Thailand Global Warming Academy director Thanawat Charupongsakul said that Bangkok lacked the preparedness to cope with a storm. The widespread flooding in 55 areas of the city last Saturday showed that Bangkok could not withstand even a portion of the deluge and it took a day to drain the floodwater.
“It is not frequent for Bangkok to be directly hit by tropical storm, but the city is situated on the storm route and was hit directly several times in the past, such as in 1952 and 1983,” Thanawat said.
He said that the precipitation within a six-hour period on Saturday night exceeded 214 millimetres and broke a 10-year record.
If the rain was measured per hour, it was only 40 millimetres, which was within Bangkok’s drainage capacity, but it still flooded and showed the inability of the system to handle the volume, he said.
He warned that Bangkok will suffer badly from flooding if a storm hits the city directly with up to 300 millimetres of rain per hour.
“Bangkok’s sewage system is already more than 30 years old. It is suffering from a lack of maintenance, land sinking problems, and garbage and sediment clogging, which greatly reduce the drainage capacity,” Thanawat said.
“Moreover, the construction of a floodwall along the Chao Phraya River also increases the water level in the river higher than the water level in the drainage system and canals, which makes the water drainage to the river hard and slow,” he said.
He also pointed out that the lack of separation between sewage from households and rainwater drainage also hinders drainage, because more than 10 million citizens in Bangkok release around 6 million cubic metres of wastewater into the system every day.
Terdkiat Sakkhamduang , the former chairman of Thai Urban Designers Association, suggested that Bangkok’s drainage system has to be entirely improved and the city plan also has to be revised.
Water pumps ready
“We have learned a lesson from the flaws in Bangkok’s city plan that prioritise too much in replacing canals with expanding the road network. We should learn from our past and restore the canals, as the canal network can drain water far better than the sewage system,” Terdkiat said.

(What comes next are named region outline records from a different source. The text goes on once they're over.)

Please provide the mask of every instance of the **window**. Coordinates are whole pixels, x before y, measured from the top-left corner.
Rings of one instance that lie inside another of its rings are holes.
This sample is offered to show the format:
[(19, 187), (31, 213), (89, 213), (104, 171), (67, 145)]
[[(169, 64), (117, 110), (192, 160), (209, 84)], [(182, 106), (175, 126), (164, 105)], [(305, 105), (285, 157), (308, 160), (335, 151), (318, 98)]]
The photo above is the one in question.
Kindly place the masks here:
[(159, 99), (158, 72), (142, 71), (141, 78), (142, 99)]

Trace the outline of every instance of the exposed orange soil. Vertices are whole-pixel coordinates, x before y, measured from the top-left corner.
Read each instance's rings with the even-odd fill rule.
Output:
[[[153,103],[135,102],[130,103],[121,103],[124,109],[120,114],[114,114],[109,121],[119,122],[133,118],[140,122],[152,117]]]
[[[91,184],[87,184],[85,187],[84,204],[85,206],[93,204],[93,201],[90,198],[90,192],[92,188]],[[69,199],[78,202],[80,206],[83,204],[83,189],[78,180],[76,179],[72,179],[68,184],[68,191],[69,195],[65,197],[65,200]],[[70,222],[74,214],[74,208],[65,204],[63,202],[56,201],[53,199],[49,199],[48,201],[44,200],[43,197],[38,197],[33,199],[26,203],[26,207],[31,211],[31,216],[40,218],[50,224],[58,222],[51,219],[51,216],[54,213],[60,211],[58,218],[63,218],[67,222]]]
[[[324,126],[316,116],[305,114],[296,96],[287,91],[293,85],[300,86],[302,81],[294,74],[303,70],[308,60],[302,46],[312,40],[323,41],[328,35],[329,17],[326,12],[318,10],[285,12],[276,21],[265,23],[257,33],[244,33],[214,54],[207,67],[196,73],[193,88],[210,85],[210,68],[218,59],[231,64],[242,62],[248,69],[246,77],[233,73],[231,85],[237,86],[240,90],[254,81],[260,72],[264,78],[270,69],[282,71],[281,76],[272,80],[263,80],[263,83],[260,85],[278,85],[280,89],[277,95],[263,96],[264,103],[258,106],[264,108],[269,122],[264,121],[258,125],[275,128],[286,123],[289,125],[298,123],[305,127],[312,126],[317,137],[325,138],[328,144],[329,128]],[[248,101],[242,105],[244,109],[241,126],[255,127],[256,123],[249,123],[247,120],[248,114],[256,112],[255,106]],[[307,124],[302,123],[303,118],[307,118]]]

Bangkok governor Pol General Aswin Kwanmuang warned yesterday that Bangkok would face more heavy rains overnight, which may be as severe as the downpour last Saturday. He said Bangkok Metropolitan Administration (BMA) had prepared for the downpour by getting the water pumps ready and lowering the water level in the canals.
Interior Minister General Anupong Paochinda also affirmed that Bangkok residents should not be worried over the potential danger of flooding from northern run-offs, as the Royal Irrigation Department was in control of water in dams and 12 water-retention fields in upstream areas could absorb floodwater before it reached the capital.
Chai Nat’s Chao Phraya Dam was currently receiving about 2,500 cubic metres of water per second, which was in balance with the level it released, he said.